EconomicsGovernment

Germany (Tax Cuts) France (Tax Increases): Who Will Win?

This should be the next debate topic. If statistics, morality, and history are any indicators, the direction that Germany is taking will win the day. Of course, cutting government to its proper role (in the US that means its constitutional limitations), there will always be appeals for more money.

Public schools are a perfect barometer of the claim that more money fixes things. Nonsense. A homeshooling family can educate a child for less than $1000 per year. It’s one of the reasons Dr. Gary North has described the homeschool movement as the “The Most Radical Social Movement in America” for the simple reason that it’s opposed to educational and political messiahism. Statism is the god of most politicians and the people who benefit from wealth transfer payments confiscated from the productive — America’s 47 percent.

France wants to raise taxes, thus giving more power to the government at every level. French President Francois Hollande believes that he can bring prosperity to France by raising taxes on the most prosperous people, you know, the people with money who could spend and invest more if tax rates were lowered resulting in higher employment.

The 2013 budget calls for $26 billion in tax increases, “including a levy of 75 percent on incomes over [$1.24 million], and eliminating limits on the wealth tax.” Stupid is as stupid does.

“We’re getting a lot of calls from high earners who are asking whether they should get out of France,” said Mr.
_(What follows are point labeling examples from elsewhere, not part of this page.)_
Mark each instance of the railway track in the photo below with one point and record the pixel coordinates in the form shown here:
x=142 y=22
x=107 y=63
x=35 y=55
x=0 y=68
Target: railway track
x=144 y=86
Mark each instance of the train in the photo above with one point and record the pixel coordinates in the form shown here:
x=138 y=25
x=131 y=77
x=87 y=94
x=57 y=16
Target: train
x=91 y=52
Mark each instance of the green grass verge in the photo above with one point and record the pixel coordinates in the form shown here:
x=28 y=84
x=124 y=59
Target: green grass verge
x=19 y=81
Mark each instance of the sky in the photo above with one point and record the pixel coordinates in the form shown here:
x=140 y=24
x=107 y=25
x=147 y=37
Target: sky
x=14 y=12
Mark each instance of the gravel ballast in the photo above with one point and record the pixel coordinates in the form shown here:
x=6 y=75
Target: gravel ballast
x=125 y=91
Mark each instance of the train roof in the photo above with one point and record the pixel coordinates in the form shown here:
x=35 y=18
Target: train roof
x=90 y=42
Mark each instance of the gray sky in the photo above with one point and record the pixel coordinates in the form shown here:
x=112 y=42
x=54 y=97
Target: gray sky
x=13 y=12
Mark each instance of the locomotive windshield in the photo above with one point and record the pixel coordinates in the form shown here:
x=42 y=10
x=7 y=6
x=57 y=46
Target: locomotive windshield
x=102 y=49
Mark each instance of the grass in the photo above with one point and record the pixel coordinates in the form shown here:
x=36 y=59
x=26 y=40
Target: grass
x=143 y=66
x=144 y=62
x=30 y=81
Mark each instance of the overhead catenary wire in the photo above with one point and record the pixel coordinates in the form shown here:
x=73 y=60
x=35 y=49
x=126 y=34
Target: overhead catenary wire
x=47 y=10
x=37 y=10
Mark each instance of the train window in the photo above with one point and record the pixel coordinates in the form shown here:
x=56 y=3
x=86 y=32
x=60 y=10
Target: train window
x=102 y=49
Vincent Grandil, a partner at Altexis, which specializes in tax matters for corporations and the wealthy. “Even young, dynamic people pulling in 200,000 euros are wondering whether to remain in a country where making money is not considered a good thing.”

Hollande is under the false impression that his government can spend money better than people who have money.

Then there’s Germany. Chancellor Angela Merkel is calling for tax cuts and an end to bracket creep:

Merkel told business leaders Germany should end the automatic progression of workers into ever higher tax brackets due to inflation, which siphons more than 20 billion euros ($26 billion) out of the economy each year. She also renewed her calls for cuts in pension contributions as another way to boost purchasing power.

“Growth in Germany can at the moment be stimulated by an increase in domestic demand more than anything else,” she said.

And what is the source of inflation? Government. Not only do governments tax at higher and higher rates, but they dilute the value of our money by adding money to the economy that is backed up only by hopes and promises of future prosperity.

All things being equal, Germany will win this debate, if not in the short term, certainly in the long term.